And of course, again there is this interesting twist -- not an accident -- Allison Krauss, the daintiest, most feminine little thing in the world, singing the man's part. Hard to imagine her out partying and drinking and cheating, but there she goes. Something bizarre has motivated the album's producer to push this CD right over the edge -- nobody in their right mind would have sweet, angelic, Allison Krauss rocking out on this self-loathing Little Milton song, and that might just be why they're doing it. It's one of those things, so crazy it just might work. Well, yes, it does, it really does.
The melody and lyric of this song, plus that intro, work together in the kludgiest way imaginable. It's a rocking three-chord ditty, going along in the predicable direction, and then it's like the verse runs out of lines, runs out of rhymes and she sings, "Let your loss be your lesson." And then there's that stupid intro line again, and then another verse. Nobody would write a song like this, would they? Yes, they would.
It's like looking at a Marc Chagall painting. Did you ever wonder why there are goats flying around in it, and everything's blue? No, you don't wonder those things, you accept them, and enjoy the flying-blue-goatness of it.

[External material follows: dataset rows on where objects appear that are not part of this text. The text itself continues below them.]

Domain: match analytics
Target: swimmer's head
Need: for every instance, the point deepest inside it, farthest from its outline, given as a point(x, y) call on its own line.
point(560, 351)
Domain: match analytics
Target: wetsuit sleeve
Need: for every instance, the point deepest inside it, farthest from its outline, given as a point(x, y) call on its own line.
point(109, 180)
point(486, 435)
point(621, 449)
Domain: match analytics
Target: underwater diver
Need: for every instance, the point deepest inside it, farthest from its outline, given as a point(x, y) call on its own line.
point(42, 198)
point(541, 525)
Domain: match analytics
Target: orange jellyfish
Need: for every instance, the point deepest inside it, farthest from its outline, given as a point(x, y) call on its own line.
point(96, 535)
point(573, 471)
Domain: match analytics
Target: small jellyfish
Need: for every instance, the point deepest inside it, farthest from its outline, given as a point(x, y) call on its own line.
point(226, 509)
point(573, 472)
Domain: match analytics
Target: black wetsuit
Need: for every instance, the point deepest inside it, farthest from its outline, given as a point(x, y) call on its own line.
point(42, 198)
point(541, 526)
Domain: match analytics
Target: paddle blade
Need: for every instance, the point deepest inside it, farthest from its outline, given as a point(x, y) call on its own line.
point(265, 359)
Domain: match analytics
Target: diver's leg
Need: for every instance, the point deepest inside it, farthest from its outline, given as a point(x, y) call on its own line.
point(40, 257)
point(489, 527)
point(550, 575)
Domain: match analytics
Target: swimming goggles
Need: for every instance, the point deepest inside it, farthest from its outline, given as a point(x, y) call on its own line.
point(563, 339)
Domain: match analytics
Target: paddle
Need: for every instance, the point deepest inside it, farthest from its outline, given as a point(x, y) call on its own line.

Two of the darkest songs in the set are Tom Waits' "Trampled Rose" and Townes van Zandt's "Nothin'."
"Trampled Rose" starts with a banjo, and a ghost of a vocal (Allison Krauss) rising up out of it. The melody wanders eerily over the plunk of the banjo, strings play low in the background, there is some strange percussion stuff. Remember the gypsy caravan where the wolf-man -- I mean the real wolf-man, Lon Chaney, Jr. -- gets his palm read, in the fog, and the gypsy woman sees something frightening? That's where this song comes from. She looks into his face and refuses to tell him that she has seen the mark on his palm.
This album is about the sound, the ambiance. Songs don't necessarily go anywhere, or come from anywhere, harmonic tides shift without resolving, centering now here and now there, now certain and now ambiguous, these songs force you to be in the moment, to feel the feeling. "Trampled Rose" is nothing but a feeling.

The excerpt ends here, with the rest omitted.